The 100-plus Facebook training manuals leaked to the newspaper also advise moderators that videos of violent deaths should be marked as disturbing, but not always deleted as they raise awareness of mental health issues. Furthermore, people are allowed to livestream attempts to self-harm so as to not “censor or punish people in distress”.

A further guideline indicates that photos of non-sexual physical abuse and the bullying of children do not have to be deleted unless there is a sadistic or celebratory element.

Sources speaking to the Guardian reveal that moderators feel overwhelmed by the volume of work and often have “just 10 seconds” to make a decision.

READ MORE: Revealed: Facebook’s internal rulebook on sex, terrorism and violence

Jaguar Land Rover poised to post 16% sales uplift

Jaguar Land Rover

Jaguar Land Rover is expected to report annual revenues of more than £23bn, boosted by a 16% rise in car sales to 604,000 during the year to the end of March.
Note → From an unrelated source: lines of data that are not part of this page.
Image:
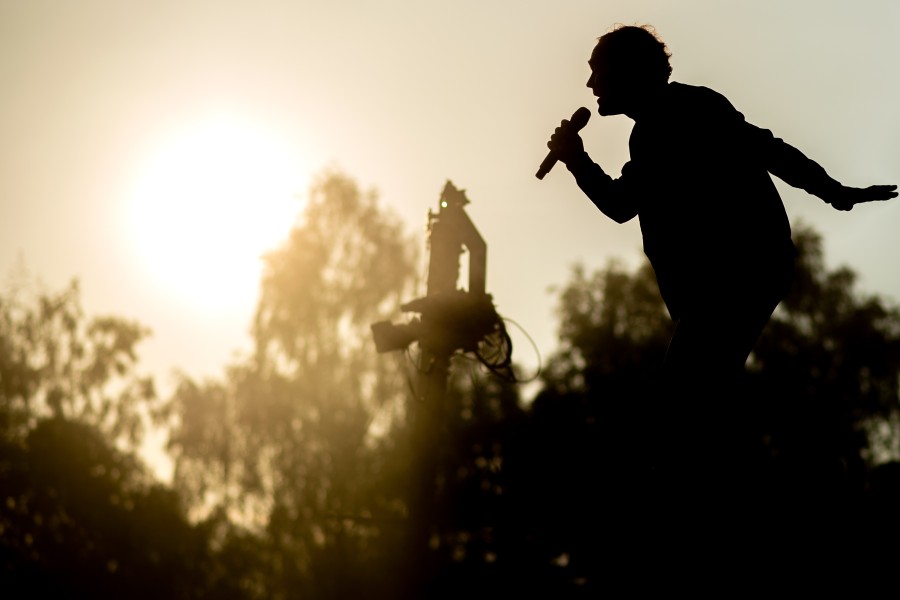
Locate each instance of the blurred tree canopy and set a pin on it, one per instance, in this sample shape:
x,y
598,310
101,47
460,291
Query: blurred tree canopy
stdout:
x,y
296,443
80,517
293,470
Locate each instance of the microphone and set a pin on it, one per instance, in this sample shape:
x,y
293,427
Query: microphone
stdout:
x,y
578,121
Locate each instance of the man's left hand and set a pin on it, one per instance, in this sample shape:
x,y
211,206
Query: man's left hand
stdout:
x,y
845,198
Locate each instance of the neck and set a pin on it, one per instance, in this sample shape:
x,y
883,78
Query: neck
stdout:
x,y
646,103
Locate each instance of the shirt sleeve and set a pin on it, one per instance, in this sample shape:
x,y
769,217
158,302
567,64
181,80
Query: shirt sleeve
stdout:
x,y
788,163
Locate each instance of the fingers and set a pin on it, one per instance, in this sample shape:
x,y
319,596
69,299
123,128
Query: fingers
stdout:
x,y
882,192
875,193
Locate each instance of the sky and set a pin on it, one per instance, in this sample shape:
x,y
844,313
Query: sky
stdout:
x,y
153,150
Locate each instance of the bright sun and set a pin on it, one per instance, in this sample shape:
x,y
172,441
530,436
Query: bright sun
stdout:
x,y
208,202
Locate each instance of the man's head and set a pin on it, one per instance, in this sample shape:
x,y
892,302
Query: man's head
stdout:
x,y
628,64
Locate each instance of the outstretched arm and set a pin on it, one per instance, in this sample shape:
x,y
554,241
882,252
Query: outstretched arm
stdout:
x,y
845,198
794,168
612,196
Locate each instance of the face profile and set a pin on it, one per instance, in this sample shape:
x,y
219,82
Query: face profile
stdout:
x,y
628,65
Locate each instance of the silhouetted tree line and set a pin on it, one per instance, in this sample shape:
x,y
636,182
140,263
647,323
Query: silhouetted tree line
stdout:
x,y
292,470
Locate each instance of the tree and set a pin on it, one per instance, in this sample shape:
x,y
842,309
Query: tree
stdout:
x,y
55,362
80,516
299,441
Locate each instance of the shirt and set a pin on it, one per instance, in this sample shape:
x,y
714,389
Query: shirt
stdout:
x,y
713,224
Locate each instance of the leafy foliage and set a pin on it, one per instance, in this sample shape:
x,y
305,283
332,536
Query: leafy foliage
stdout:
x,y
53,361
294,442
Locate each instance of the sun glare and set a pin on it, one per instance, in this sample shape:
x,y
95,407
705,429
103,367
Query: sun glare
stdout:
x,y
208,202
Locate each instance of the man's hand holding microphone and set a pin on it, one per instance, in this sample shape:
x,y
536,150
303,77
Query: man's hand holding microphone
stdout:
x,y
565,143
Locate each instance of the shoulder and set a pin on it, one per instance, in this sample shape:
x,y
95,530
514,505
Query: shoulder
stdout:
x,y
698,94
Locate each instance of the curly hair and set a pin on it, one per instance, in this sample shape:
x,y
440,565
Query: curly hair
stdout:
x,y
638,48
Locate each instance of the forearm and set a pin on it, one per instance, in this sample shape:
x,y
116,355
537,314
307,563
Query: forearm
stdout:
x,y
606,193
794,168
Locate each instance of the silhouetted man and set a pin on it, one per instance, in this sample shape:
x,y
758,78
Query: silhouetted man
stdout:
x,y
713,225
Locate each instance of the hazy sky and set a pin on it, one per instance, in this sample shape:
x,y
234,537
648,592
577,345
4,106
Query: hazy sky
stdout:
x,y
140,140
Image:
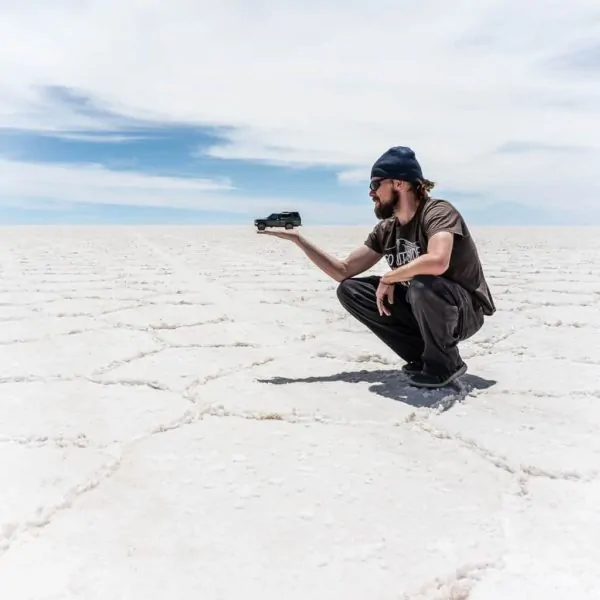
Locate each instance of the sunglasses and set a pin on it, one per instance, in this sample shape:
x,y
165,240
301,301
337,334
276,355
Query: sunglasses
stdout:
x,y
374,185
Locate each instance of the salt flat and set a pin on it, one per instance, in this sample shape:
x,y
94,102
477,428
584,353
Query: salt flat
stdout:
x,y
187,412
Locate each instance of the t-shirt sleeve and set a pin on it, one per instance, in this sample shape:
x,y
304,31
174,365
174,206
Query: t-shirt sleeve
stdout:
x,y
442,216
373,240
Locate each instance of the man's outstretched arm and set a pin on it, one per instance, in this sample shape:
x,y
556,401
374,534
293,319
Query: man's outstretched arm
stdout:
x,y
359,260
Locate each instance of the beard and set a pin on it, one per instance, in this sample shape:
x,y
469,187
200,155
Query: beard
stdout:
x,y
385,210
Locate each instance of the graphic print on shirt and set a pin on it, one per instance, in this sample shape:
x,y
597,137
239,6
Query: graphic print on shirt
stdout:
x,y
404,252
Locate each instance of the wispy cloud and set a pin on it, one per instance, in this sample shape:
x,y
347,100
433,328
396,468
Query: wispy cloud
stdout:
x,y
58,187
328,84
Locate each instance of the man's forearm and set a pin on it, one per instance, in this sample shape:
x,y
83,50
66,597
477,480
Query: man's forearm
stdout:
x,y
328,264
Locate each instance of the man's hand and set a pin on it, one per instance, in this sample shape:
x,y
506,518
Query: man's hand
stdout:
x,y
285,234
384,290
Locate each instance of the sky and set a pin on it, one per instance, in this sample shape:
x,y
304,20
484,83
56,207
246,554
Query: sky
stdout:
x,y
198,112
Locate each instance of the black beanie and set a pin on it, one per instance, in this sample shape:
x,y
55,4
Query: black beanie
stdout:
x,y
399,162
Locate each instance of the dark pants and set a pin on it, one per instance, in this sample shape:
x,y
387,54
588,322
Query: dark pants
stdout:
x,y
428,318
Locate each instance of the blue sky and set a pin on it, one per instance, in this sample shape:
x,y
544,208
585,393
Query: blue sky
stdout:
x,y
189,113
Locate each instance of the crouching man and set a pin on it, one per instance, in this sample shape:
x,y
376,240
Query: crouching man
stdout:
x,y
435,294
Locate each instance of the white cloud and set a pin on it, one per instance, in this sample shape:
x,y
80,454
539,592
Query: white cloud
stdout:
x,y
55,186
330,83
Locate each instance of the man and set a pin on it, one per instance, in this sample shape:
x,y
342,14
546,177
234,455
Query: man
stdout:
x,y
435,294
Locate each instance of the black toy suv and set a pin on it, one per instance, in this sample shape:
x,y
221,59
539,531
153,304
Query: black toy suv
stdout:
x,y
289,220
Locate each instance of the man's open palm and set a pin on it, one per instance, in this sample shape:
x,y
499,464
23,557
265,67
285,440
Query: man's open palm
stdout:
x,y
284,234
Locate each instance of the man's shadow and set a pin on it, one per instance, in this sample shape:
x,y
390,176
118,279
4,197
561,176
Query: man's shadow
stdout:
x,y
394,385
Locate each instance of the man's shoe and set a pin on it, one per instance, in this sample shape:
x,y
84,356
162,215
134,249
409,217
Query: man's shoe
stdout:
x,y
413,367
432,380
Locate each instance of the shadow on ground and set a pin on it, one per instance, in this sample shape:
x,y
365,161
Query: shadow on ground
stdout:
x,y
393,384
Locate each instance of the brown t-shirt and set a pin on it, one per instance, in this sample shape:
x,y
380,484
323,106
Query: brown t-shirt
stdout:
x,y
400,244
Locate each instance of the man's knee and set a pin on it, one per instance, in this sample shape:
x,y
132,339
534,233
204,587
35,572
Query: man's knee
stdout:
x,y
345,290
420,285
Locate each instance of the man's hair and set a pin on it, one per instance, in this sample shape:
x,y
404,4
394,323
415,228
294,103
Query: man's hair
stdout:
x,y
421,188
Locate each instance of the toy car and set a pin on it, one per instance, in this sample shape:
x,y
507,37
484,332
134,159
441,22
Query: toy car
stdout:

Britain’s biggest car manufacturer has benefitted in large part from the resurgence of Jaguar, which saw sales rocket 83% to almost 173,000 cars, driven by demand for its first sports utility style car F-Pace. The mainstay of the business, Land Rover sales grew 1% to 431,000.

The company has benefitted from the weakening pound as only a fifth of its cars are sold in the domestic market. During the period sales to China rose by a third to more than 130,000, as Jaguar Land Rover also saw its US sales grow by a quarter to 125,000.

READ MORE: Jaguar Land Rover hits top gear as F-Pace soars and weak pound lifts performance

McColl’s eyes takeover of Tesco’s One Stop chain

Convenience chain McColl’s is eyeing the potential takeover of Tesco’s One Stop chain in a bid to add 50 shops a year to its existing 1,300 store estate.

Speaking to The Daily Telegraph, chief executive Jonathan Miller said he expected Tesco would be forced to offload its One Stop brand or hundreds of Tesco Express shops in order to secure official clearance of its merger with the wholesaler Booker, first announced in January.

McColl’s ramped up its growth strategy in December with the completion of a deal to buy 298 Co-operative Group stores.

READ MORE: McColls shopping for Tesco’s One Stop chain in Booker merger fallout

Airline Cathay Pacific cuts 600 jobs

Cathay Pacific

Hong Kong airline Cathay Pacific has cut nearly 600 jobs in a bid to reverse losses of £60.1m.

Since posting its first annual loss for eight years in March the airline has embarked on its biggest restructure for 20 years, including axing 190 management jobs and 400 non-management staff working at its head office in Hong Kong.

Part of a three year programme to turn around the losses, the cuts are expected to save the airline 30% in employee costs.

Cathay Pacific has been squeezed by fierce competition from Chinese and Middle Eastern airlines expanding into the Asia Pacific region.